The second option is simply inflation. Yes, the financial system is insolvent, but it has nominal liabilities and either it or its borrowers have some real assets. Print enough money and boost the price level enough, and the insolvency problem goes away without the risks entailed by putting the government in the investment and commercial banking business.
The inflation may be severe, implying massive unjust redistributions and at least a temporary grave degradation in the price system's capacity to guide resource allocation. But even this is almost surely better than a depression.
Let me state it upfront. These economists are full of shit.
Before we talk about why they are full of shit, let me state the general position. In order to understand macro, you must first understand micro i.e. you need to understand how nuts and bolts work before you can start talking about rocket engines.
The theoretical position is correct. Print enough money and you will boost the nominal price level enough, and the insolvency problem goes away.
Unfortunately, that's not how it works in practice.
Firstly, the Fed doesn't "print" money. What it does do is lower the price of money below the market rate which has an effect similar to but not the same as printing money. This is an exceedingly critical point, and I cannot emphasize it enough.
What that means is that it cannot control the channel in which this money will flow. It could flow into commodities, or it could flow into absurd Internet ventures, or it could flow into gold. They have no control over where it goes.
Everyone with me so far?
Now, where the money goes is a matter of psychology. No banker or trader in their right mind is going to throw money at a clearly collapsing asset (which is what housing currently is.) You'd have to be borderline retarded to do so,
The bankers are in it for the money. They don't give a crap about what economists or central banks desire.
In fact, you can see it in the headlines. Wells Fargo now wants 25% down in California.

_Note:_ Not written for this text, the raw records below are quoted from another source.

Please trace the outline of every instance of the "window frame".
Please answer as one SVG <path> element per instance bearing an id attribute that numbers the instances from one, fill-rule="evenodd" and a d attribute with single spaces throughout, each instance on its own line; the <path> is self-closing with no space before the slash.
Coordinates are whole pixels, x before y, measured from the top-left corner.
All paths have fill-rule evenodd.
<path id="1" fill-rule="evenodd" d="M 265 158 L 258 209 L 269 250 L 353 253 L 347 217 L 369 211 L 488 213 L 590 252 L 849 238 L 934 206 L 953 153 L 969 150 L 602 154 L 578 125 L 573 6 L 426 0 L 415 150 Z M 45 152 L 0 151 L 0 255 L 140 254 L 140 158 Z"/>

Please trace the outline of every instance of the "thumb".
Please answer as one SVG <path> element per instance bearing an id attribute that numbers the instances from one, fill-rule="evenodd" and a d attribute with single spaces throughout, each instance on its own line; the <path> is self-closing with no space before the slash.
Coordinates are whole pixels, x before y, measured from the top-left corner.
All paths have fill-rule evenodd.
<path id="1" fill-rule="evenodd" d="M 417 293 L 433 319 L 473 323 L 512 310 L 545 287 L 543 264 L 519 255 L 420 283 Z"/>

Whether the Fed likes it or not, this is tightened credit for housing (which means they are balking at loaning money for a collapsing asset.)
In fact it is precisely this reason that no bubble in history has ever failed to collapse, inflation or no inflation, central banks be damned!
Now in order to "cushion" housing prices, the money would have to flow into wages because the borrowers need to make their monthly payment. Anybody who believes that wages will increase in the presence of China and India online also believes in the Tooth Fairy.
Even assuming the Tooth Fairy actually shows up to town, the wages would have to go up right now not 12-18 months later because the borrowers need to make their monthly nut now not 12-18 months later.
Theoretical economists don't worry about time lags. etc. Wave the wand and double the money supply. Yeah, OK.
In what time frame, sir? And what will the borrowers be doing while you're waving the wand?
Finally, we come to the coup de grâce. This is where micro trumps macro every single time.
The credit has been flowing into commodities. Oil at more than $100; wheat prices up 46% in two months. Food and fuel prices are already rising steeply.
The needs of an individual are clear. First air (which is free), then food and fuel (heating, getting to job.) Only after that do they need shelter, and clothing. Everything else may safely be classified as discretionary. (Note if you can't get to your job, you won't be making any money.)
Now, each household has a finite pot of money each month (and this pot will not be increasing as explained above.) If food and fuel costs increase, then the amount of money they can spend on the rest must go down. Since food and fuel are absolute necessities, there is less money left over for shelter. I leave it as any easy exercise to the reader to figure out what happens to home prices in that situation.
So while theoretically inflation solves the problem, it has absolutely no chance of doing so in practice. In fact, it is going to make house prices collapse faster i.e. it will actually have the perverse effect of doing the exact opposite of what is intended.
Put that in your pipes and smoke it, economists!